Chronic health conditions have been somewhat lost in the background during much of the world’s struggles to combat the COVID-19 pandemic.

To better understand how much harder life can be for someone who battles through it daily, Spectrum News 1 met with a mother who has epilepsy.

Laura Nance, 32, was first diagnosed with the disease at 8 years old. Now, she does her best just to get by. The seizures caused by the illness have plagued her almost all of her life.


What You Need To Know

  • Epilepsy is a debilitating and life-altering disorder.

  • Laura Nance suffers from seizures since the age of 8.

  • The condition prevents her from having employment and is hard on her monthly budget. 

Her 5-year-old daughter Emma has remained one of the only constants in Nance’s life.

“She’s my top priority,” Nance says.

On this sunny day at a park on Main Street in Rolesville, Nance shares what makes these moments with her daughter so great. As Emma races up a set of stairs leading to a slide, Nance talked about Emma’s personality.

Nance said, ”She’s who she is.”

Nance only really leaves the house for these trips to the park and the doctor’s office.

“I am kinda used to being stuck at home,” she says. 

Her faint voice is only one of the symptoms of this disorder that seizes control of her life.

“I’ve been on so many different medications. It’s like my brain is on it for a month or two and then my brain figures out a way to get around it,” Nance says.

Over the course of two interviews, Nance told Spectrum News she doesn't remember life without seizures. She says she can have up to three epileptic episodes 24 hours a day and seven days a week.

To show you what she does to stay on top of the disorder, she pulled out a container full of orange-coated prescription bottles.

“I take six of these at night. I was taking three of these,” she says.

“I had so many seizures people didn’t always tell me if I had, had one. Unless I found myself in a different place than when it started then I won’t know if I had one,” she says.

To her, seizures are as normal as brushing teeth. A day without a pill is a day she may not live.

Doctors describe her seizures as a lightning storm with nerves.

“It kills every brain cell it touches. So every time I have a seizure, I am losing a little bit of my brain,” she says.

Each time she has a seizure, this is what is happening inside of her body. Muscular tissue becomes stiffer than a wooden board, she stares off into space like no one else is around, and her face can start twitching so much it looks like she is violently shaking her own head. She says she isn’t though. It’s another side effect of an uncontrollable disorderl. This is called a focal onset impaired awareness seizure.

According to the Epilepsy Foundation, every day you have a seizure in the state of North Carolina is another six months you can’t drive.

“I’ve never been seizure-free long enough to get a full license,” she says.

Because of her epilepsy, she can’t hold down a steady job.
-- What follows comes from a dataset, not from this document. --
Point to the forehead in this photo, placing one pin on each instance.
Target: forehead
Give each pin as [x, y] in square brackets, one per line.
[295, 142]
She’s forced to live with her parents and relies on child support payments to take care of her daughter. Her only source of income is the $800 a month she receives from Emma’s father. After she pays for insurance and medicine, she is left with a $300 budget for any other expenses.

This is so tight of a budget, all it took to ruin it was a zipper falling off her daughter’s coat.
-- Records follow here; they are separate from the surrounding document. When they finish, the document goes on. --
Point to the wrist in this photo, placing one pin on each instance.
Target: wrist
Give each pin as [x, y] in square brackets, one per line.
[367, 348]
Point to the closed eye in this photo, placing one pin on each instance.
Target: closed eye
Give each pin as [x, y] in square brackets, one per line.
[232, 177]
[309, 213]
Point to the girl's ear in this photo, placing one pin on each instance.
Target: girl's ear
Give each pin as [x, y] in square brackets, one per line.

“I cried when I went to bed that night,” she says remembering when it happened.

While Emma doesn’t notice, her mom beats herself up about it.
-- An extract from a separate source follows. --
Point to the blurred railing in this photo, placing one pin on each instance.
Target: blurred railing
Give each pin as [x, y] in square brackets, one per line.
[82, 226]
“I feel like a failure as a mom sometimes,” she says.

Nance’s greatest hope is not passing on the same DNA code causing epilepsy to her daughter.

Like most parents, she wishes a better life for her daughter, one free of worrying about her disability or dependence on disability payments. Nance refuses to collect medicare because of her political beliefs.  

She simply wants her daughter to have a full and normal life.

“She is my joy,” she says.

The Epilepsy Foundation states most people with the chronic illness have not had their symptoms worsened by the onset of the novel coronavirus, according to their website.

However, about 1 in 4 persons with epilepsy say they had more seizures during the pandemic.